Migration and immigration transform communities worldwide. Population movements and displacements spark discussion, debate, and even direct conflict concerning culture, economics, historical memory, national identity, place-making, and politics. These processes also generate innovation, cultural revitalization, and new relationships.
Today in the United States, the percentage of immigrants making up the nation’s population is approaching the historical high of 14.8 percent in 1890. The number of international immigrants—persons living in a country other than where they were born—has increased 41 percent since 2000. And in China, the recent migration from rural to urban areas constitutes the largest such movement of humans in recorded history.
People, ideas, and cultures now interact at an accelerated pace, made possible by increased mobility and new technologies. It is a process that fosters tremendous creativity, but not without also raising certain apprehensions.

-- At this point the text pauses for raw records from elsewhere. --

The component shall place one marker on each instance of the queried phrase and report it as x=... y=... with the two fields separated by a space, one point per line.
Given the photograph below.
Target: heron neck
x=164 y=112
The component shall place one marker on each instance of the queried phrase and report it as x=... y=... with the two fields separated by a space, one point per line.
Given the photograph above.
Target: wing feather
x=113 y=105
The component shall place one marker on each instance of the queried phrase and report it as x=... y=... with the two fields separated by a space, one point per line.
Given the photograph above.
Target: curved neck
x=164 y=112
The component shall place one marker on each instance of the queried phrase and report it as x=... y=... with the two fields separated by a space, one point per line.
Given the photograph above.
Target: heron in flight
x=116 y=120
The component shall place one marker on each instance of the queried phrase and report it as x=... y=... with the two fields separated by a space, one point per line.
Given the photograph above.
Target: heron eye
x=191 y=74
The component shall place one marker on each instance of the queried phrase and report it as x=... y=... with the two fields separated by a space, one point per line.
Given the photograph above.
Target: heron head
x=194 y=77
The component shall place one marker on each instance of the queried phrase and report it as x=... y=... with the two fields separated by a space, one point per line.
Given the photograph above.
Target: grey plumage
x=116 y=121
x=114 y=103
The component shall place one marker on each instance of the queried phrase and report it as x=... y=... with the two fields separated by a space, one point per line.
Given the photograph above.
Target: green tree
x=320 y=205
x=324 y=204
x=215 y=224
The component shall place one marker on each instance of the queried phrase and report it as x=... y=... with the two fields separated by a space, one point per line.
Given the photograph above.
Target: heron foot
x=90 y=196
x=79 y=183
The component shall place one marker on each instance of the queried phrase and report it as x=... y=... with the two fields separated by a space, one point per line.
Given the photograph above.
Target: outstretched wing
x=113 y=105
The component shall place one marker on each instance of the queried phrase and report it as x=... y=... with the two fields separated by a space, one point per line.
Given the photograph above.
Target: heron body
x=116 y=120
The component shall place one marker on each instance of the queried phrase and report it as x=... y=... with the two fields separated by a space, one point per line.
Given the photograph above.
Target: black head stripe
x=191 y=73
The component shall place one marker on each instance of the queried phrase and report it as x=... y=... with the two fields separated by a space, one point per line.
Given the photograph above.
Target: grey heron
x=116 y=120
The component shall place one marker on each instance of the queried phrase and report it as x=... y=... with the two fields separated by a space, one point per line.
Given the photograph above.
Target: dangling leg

From our inception in the 1960s, the Center has documented and illuminated the diverse experiences and cultural dynamism that emerges from the movement of people to and around the United States. Later this engagement expanded to include transnational perspectives and contexts. Critically reflecting on the past, driven by the urgency of current affairs, and thinking strategically about the future, this research group works to reinforce the fact that migration and immigration are fundamental human experiences.
Our attention focuses around three areas:
- Documenting and interpreting the varied ways that migration impacts community life and culture
- Reorienting inquiry to recognize immigration as a process impacting not only those who move, but the communities they leave behind, and the ones into which they move—addressing both generative and disruptive outcomes
- Investigating our own field and practices (as researchers, curators, educators, public sector professionals, and performing arts presenters)
We collaborate with colleagues working in different countries, sectors, and disciplines, and engage a wide public, to apply our research in support of individuals, communities, scholars, policymakers, and other stakeholders worldwide. We endeavor to clarify the contributions that an emphasis on the cultural dimensions of experience can bring to bear on contemporary discourse about migration and immigration.